Certification demands a great deal of time and money, so you want to be careful about the accreditations you pursue. Before you register for one of those costly immersion courses, let me tell you which certification investments have worked for me.

I first certified in Microsoft Access in 1996. Since then, I’ve obtained the following certifications:

  • Sun Certified Java 2.0 Programmer
  • IBM Certified Professional XML & Related Technologies (XML)
  • Solomon Software Certified Developer
  • Microsoft Certified Database Administrator (MCDBA)
  • Microsoft Certified Solutions Developer (MCSD)
  • Microsoft Certified Systems Engineer (MCSE)
  • Microsoft Certified Trainer (MCT)
  • Microsoft Solutions Framework (MSF) Instructor
  • Microsoft Certified in SQL Server 7.0 Data Warehousing

Deciding to jump in
Should you get certified? My answer to this question is an unequivocal yes. No matter your industry, certification is never a liability. It is always an asset. Some certs may be worth less than others, but they’re still an asset. I’ve long heard the argument that certification is no guarantee of experience. I agree with this argument to a point. However, certification increases your exposure to the technology and forces you to drill down on its particulars, so you do pick up skills and knowledge.

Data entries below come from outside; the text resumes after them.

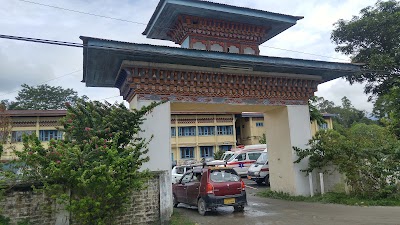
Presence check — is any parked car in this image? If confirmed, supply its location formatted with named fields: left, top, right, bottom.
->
left=171, top=165, right=193, bottom=184
left=247, top=150, right=269, bottom=185
left=172, top=167, right=247, bottom=215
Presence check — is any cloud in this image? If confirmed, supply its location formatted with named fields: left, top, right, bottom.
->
left=0, top=0, right=375, bottom=112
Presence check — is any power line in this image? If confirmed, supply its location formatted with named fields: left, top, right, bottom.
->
left=14, top=0, right=347, bottom=61
left=0, top=69, right=82, bottom=97
left=0, top=35, right=360, bottom=74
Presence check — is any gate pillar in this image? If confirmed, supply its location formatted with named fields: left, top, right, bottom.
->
left=264, top=105, right=311, bottom=196
left=129, top=96, right=173, bottom=224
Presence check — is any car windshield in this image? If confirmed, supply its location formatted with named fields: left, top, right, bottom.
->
left=226, top=154, right=238, bottom=162
left=256, top=152, right=268, bottom=165
left=210, top=169, right=240, bottom=183
left=222, top=152, right=233, bottom=161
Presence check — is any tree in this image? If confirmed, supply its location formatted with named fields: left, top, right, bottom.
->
left=294, top=124, right=400, bottom=198
left=315, top=96, right=374, bottom=129
left=331, top=0, right=400, bottom=100
left=0, top=103, right=12, bottom=157
left=17, top=101, right=159, bottom=225
left=308, top=96, right=326, bottom=125
left=3, top=84, right=87, bottom=110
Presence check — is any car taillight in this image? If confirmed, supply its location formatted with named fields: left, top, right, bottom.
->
left=206, top=183, right=214, bottom=194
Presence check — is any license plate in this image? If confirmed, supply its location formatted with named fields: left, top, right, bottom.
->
left=224, top=198, right=235, bottom=204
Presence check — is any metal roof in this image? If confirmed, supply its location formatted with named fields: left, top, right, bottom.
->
left=143, top=0, right=303, bottom=42
left=0, top=110, right=67, bottom=117
left=80, top=36, right=361, bottom=87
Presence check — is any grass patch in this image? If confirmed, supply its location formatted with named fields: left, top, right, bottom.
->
left=257, top=190, right=400, bottom=206
left=170, top=211, right=197, bottom=225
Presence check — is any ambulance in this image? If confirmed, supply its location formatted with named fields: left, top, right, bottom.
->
left=247, top=150, right=269, bottom=185
left=226, top=144, right=267, bottom=176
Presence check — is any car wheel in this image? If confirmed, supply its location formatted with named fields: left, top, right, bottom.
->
left=197, top=198, right=207, bottom=216
left=233, top=205, right=244, bottom=212
left=172, top=195, right=179, bottom=208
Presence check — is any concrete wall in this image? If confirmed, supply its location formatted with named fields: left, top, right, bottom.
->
left=0, top=174, right=161, bottom=225
left=130, top=96, right=173, bottom=223
left=264, top=106, right=311, bottom=195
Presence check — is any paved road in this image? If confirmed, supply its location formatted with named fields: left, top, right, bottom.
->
left=175, top=181, right=400, bottom=225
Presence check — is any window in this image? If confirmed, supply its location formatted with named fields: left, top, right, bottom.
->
left=181, top=173, right=193, bottom=184
left=193, top=42, right=207, bottom=50
left=319, top=123, right=328, bottom=130
left=256, top=122, right=264, bottom=127
left=243, top=47, right=256, bottom=55
left=219, top=145, right=232, bottom=152
left=171, top=127, right=176, bottom=137
left=248, top=152, right=261, bottom=160
left=11, top=130, right=36, bottom=142
left=217, top=126, right=233, bottom=135
left=179, top=127, right=196, bottom=136
left=236, top=153, right=246, bottom=162
left=180, top=147, right=194, bottom=159
left=200, top=146, right=214, bottom=158
left=210, top=44, right=224, bottom=52
left=39, top=130, right=62, bottom=141
left=228, top=45, right=239, bottom=53
left=199, top=127, right=215, bottom=136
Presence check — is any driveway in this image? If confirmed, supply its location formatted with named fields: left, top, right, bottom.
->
left=175, top=181, right=400, bottom=225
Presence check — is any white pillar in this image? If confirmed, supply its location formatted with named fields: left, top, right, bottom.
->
left=130, top=96, right=173, bottom=224
left=264, top=105, right=311, bottom=196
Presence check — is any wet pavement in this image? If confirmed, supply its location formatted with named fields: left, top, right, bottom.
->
left=175, top=181, right=400, bottom=225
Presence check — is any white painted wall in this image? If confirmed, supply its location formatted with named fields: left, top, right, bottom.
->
left=130, top=96, right=173, bottom=223
left=264, top=105, right=311, bottom=195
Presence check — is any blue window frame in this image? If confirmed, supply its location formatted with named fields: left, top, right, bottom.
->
left=171, top=127, right=176, bottom=137
left=39, top=130, right=62, bottom=141
left=319, top=123, right=328, bottom=130
left=219, top=145, right=232, bottom=152
left=217, top=126, right=233, bottom=135
left=180, top=147, right=194, bottom=159
left=200, top=146, right=214, bottom=158
left=178, top=127, right=196, bottom=136
left=11, top=130, right=36, bottom=142
left=198, top=126, right=215, bottom=136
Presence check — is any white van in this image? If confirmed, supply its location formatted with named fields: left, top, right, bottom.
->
left=247, top=149, right=269, bottom=185
left=226, top=144, right=267, bottom=176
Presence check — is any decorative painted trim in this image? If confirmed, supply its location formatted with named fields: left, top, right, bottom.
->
left=168, top=15, right=270, bottom=45
left=12, top=121, right=36, bottom=127
left=118, top=66, right=319, bottom=105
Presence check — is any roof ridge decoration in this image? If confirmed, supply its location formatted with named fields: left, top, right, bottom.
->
left=143, top=0, right=303, bottom=45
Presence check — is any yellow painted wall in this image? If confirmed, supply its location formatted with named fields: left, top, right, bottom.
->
left=241, top=117, right=333, bottom=145
left=171, top=114, right=236, bottom=164
left=0, top=116, right=62, bottom=161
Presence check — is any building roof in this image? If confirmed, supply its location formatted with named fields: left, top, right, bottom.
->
left=0, top=110, right=67, bottom=117
left=143, top=0, right=303, bottom=42
left=80, top=36, right=361, bottom=87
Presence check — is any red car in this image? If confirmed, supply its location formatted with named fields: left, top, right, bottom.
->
left=172, top=167, right=247, bottom=215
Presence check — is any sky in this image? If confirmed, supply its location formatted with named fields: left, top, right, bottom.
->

Which certification should you get?
After you decide to make the investment in certification, you have to decide which technology to start with. I suggest that you first get certified in a skill that pertains directly to your core competency.

As a software developer, I pursued the MCSD certification and obtained it in its first iteration back in 1997. I have since renewed my certification under the Visual Basic 6.0 version and plan to do so again with the next iteration, .NET. Admittedly, not a single employer has ever requested that I have this certification. But it has helped me gain credibility and fulfilled the requirements of maintaining my certification as an MCT. The MCT certification has been the most valuable certification I’ve pursued because it improved both my presentation skills and my technical knowledge. Forget the adage, “Those who can do; those who can’t teach.” I can tell you that anyone who teaches technology must learn the technology inside and out. To teach effectively, you must thoroughly understand—although unfortunately, some trainers don’t fulfill the “effectively” portion of that statement.

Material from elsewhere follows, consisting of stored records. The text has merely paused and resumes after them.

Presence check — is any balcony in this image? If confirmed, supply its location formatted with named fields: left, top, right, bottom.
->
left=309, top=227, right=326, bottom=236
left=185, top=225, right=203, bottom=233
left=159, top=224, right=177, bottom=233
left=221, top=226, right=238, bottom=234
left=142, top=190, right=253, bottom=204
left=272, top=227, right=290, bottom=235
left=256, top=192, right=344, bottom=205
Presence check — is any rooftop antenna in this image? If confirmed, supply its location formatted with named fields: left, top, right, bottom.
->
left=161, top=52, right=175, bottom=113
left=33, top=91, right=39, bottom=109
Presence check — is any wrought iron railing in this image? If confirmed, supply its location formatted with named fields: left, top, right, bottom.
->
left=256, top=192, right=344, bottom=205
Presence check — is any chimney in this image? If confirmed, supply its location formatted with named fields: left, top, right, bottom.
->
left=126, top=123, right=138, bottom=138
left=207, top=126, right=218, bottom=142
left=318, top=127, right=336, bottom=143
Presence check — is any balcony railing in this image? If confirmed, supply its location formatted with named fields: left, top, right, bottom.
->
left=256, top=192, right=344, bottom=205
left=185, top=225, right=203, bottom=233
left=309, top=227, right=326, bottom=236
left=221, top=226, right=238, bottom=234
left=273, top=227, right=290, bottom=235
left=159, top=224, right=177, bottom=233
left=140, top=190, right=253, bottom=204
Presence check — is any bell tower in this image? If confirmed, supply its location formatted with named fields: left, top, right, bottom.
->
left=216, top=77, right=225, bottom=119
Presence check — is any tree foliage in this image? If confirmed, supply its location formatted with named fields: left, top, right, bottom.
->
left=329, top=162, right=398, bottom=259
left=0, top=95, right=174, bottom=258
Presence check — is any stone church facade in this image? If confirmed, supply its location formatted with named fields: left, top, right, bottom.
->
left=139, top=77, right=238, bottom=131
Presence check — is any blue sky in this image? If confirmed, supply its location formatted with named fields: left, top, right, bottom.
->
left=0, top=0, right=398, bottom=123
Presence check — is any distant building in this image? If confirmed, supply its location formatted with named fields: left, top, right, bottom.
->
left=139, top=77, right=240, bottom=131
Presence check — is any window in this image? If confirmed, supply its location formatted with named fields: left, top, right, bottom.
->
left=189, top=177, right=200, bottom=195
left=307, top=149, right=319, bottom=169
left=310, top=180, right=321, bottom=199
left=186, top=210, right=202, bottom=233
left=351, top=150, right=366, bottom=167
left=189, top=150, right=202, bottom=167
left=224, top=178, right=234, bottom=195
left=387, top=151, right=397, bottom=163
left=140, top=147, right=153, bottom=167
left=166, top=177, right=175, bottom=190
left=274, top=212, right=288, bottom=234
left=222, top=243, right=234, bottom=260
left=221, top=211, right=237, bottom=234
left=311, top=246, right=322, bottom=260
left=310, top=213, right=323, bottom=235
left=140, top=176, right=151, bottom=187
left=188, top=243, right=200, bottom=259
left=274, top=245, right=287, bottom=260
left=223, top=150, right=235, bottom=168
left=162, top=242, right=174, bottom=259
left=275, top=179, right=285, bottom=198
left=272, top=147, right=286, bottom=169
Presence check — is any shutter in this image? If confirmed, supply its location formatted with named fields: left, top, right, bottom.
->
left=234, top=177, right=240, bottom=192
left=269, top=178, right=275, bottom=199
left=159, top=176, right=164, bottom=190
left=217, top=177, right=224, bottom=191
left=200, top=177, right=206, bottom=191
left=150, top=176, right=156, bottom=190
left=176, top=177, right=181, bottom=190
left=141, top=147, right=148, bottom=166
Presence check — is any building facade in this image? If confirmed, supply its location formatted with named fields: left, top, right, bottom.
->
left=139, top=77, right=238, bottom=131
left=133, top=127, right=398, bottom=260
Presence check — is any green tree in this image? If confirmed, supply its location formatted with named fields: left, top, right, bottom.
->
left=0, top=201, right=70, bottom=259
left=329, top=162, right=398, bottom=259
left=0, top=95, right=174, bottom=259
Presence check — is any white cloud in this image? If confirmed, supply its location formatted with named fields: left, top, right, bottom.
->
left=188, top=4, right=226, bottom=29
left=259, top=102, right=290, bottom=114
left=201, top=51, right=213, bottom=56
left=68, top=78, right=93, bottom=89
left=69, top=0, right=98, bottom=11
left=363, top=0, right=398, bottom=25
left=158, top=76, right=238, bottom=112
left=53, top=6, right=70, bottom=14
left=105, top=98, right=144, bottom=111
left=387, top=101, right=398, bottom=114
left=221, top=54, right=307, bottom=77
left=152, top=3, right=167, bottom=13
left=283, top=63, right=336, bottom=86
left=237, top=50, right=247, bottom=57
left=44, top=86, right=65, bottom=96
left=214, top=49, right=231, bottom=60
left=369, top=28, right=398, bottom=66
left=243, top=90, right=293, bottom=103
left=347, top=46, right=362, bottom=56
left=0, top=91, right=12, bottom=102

If you work extensively with Java, consider taking the Java Programmer certification. I managed a team of Java developers, and most, if not all, had passed the Sun certification. After that cert, the next steps in the Java arena are the Certified Developer and Certified Architect. My experience has been that the only people who work toward these certifications are people who are going to write a book on how to earn these certs. I don’t think that the Java development community has embraced the Java Developer and Architect certifications as much as the Java Programmer certification.

IBM is a fairly new player in the world of certification, and most of its offerings lack visibility in the software development world. Consequently, an IBM certification may be lower on your cert short list. I did find that the IBM XML Developer cert was fairly straightforward.

Many smaller vendors have their own certification tracks. One example is Solomon Software, which was acquired by Great Plains and subsequently acquired by Microsoft. I obtained Solomon Developer Certification when I was working with the product about six years ago. These certifications make sense if you are going to work with their products extensively. Otherwise, their value is marginal since most companies will never have heard of the vendor.

How much will the test cost me?
Depending on the vendor, each exam can run anywhere from $100 to $450. Some certifications, such as the MCSE, consist of multiple exams. Many employers will cover the cost of the exam, but the most significant investment will likely be in the form of study resources and time. I have opted not to update my MCSE to 2000 because of the study time involved. I would have to learn numerous technologies that I am unlikely to ever use.

Certs to skip
I’m going to stick my neck out and offer my opinion on which certifications are oversaturated. If I were going for my first certification, I would avoid the generic MCSE unless I were considering specializing in a high-end technology such as Systems Management Server (SMS) or Exchange. I would also avoid Cisco unless I planned to take the certification all the way from CCNP to CCDP.